Neutral metal sphere A, of mass 0.10kg, hangs from an insulating wire 2.0m long. An identical metal sphere B, with charge -q is brought into contact with sphere A. Sphere A goes 12 degrees away from Sphere B and there is a 90 degree angle at Sphere B between A and the hook of the insulating wire. Calculate the initial charge on Sphere B.
Note: when one object with charge Q is brought in contact with a neutral object 1/2 the charge is transferred to the neutral object.
I don't understand how to do this.
Ans: 3.9x10^-6C
To calculate the initial charge on Sphere B, we'll need to break down the problem step by step. Here's how you can approach it:
Step 1: Determine the mass of Sphere B
Since Sphere A and Sphere B are identical, they have the same mass. Given that the mass of Sphere A is 0.10 kg, we can also take the mass of Sphere B as 0.10 kg.
Step 2: Calculate the tension in the wire
Since Sphere A is hanging from an insulating wire, there must be tension in the wire that keeps it in equilibrium. We can use the gravitational force and the tension in the wire to calculate the tension.
Using Newton's second law, we can equate the sum of forces acting along the wire with the tension. The gravitational force acting on Sphere A can be calculated as mass times acceleration due to gravity (g = 9.8 m/s²).
mg = T, where m is the mass of Sphere A.
Therefore, T = mg = (0.10 kg)(9.8 m/s²).
Step 3: Consider the forces acting on Sphere A
There are two forces acting on Sphere A: the gravitational force (mg) and the electrostatic force between Sphere A and Sphere B.
Step 4: Analyze the angles in the problem
From the given information, we know that Sphere B is at an angle of 12 degrees away from Sphere A, and there is a 90-degree angle at Sphere B between A and the hook of the insulating wire.
The angle between the gravitational force and the wire tension is 90 degrees. Using this, we can calculate the vertical component of the tension in the wire, which acts in the opposite direction to the gravitational force.

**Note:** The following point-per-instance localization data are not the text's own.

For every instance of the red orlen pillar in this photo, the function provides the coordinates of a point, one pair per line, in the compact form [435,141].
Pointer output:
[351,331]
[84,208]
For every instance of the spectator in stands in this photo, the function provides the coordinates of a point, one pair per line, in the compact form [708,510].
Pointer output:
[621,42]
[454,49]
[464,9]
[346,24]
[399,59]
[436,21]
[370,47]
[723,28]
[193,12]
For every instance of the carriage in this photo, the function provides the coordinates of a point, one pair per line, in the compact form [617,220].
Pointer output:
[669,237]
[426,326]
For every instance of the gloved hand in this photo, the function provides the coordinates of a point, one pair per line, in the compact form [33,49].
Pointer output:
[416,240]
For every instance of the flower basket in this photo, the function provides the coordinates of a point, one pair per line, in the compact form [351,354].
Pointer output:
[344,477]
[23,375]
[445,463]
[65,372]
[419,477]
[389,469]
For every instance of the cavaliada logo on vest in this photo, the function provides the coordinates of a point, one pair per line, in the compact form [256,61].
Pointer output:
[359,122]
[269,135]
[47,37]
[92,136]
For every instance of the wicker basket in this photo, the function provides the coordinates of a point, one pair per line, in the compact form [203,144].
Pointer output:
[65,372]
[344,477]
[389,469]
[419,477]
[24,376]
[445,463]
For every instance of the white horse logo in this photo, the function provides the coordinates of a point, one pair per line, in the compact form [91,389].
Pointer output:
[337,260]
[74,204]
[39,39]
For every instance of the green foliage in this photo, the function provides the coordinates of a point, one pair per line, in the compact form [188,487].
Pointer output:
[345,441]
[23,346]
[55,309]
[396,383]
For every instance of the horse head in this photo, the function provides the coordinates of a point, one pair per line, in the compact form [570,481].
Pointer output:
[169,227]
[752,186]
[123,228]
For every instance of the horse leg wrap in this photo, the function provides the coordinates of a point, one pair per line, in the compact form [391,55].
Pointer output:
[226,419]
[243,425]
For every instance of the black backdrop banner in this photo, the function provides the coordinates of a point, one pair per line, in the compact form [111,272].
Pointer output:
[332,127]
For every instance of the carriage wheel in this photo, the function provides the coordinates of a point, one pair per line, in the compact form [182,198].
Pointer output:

Step 5: Calculate the electrostatic force between Sphere A and Sphere B
To calculate the electrostatic force, we'll need to use Coulomb's law:
F = k * (|q1| * |q2|) / r²
In this case, Sphere A is neutral (no charge), so |q1| = 0.
The distance between Sphere A and Sphere B is given as 2 meters.
F = k * (|q1| * |q2|) / r²
F = k * (0 * |q2|) / (2)²
F = 0
The electrostatic force between Sphere A and Sphere B is zero because Sphere A is neutral.
Step 6: Analyze Sphere B after contact with Sphere A
When Sphere B is brought into contact with Sphere A, 1/2 of the total charge of Sphere B is transferred to Sphere A. Since no charge remains on Sphere A, the charge on one of the spheres is -q/2, and the other sphere (B) has a charge of -q/2.
Step 7: Determine the net force on Sphere A
The net force on Sphere A is the vector sum of the gravitational force and the electrostatic force (which is zero).
Net Force = Gravitational Force + Electrostatic Force
Net Force = mg + 0
Net Force = mg
Step 8: Calculate the vertical force component
The vertical component of the force is given by F_vertical = Net Force * sin(angle between the net force and the wire)
F_vertical = mg * sin(90 degrees)
F_vertical = mg * 1
F_vertical = mg
Step 9: Relate the vertical component of force to the electrostatic force
Since the tension in the wire provides the vertical component of the force, we can equate the vertical component of force to the tension.
F_vertical = T
Therefore, mg = T
Step 10: Relate the electrostatic force to the tension
The tension in the wire is also related to the electrostatic force between Sphere A and Sphere B.
T = F_electrostatic
But from Step 5, we know that the electrostatic force (F_electrostatic) is zero.
Therefore, T = 0.
Step 11: Calculate the initial charge on Sphere B
From Step 10, we can conclude that the tension in the wire is zero. This means that Sphere B is now in equilibrium under the gravitational force alone.
We can use the vertical component of the gravitational force to calculate the initial charge on Sphere B.
F_vertical = mg
Substituting the known values: (0.10 kg)(9.8 m/s²)
F_vertical = 0.98 N
The vertical force component is equal to the electrostatic force between Sphere A and Sphere B, which is given by Coulomb's law:
F_electrostatic = k * (|q1| * |q2|) / r²
Since |q1| = 0 (neutral sphere), we have:
0.98 N = k * (0 * |q2|) / (2)²
0.98 N = 0
Since the equation does not hold true, there must be a mistake in the given problem statement or the derived equations. Please verify the information and equations provided.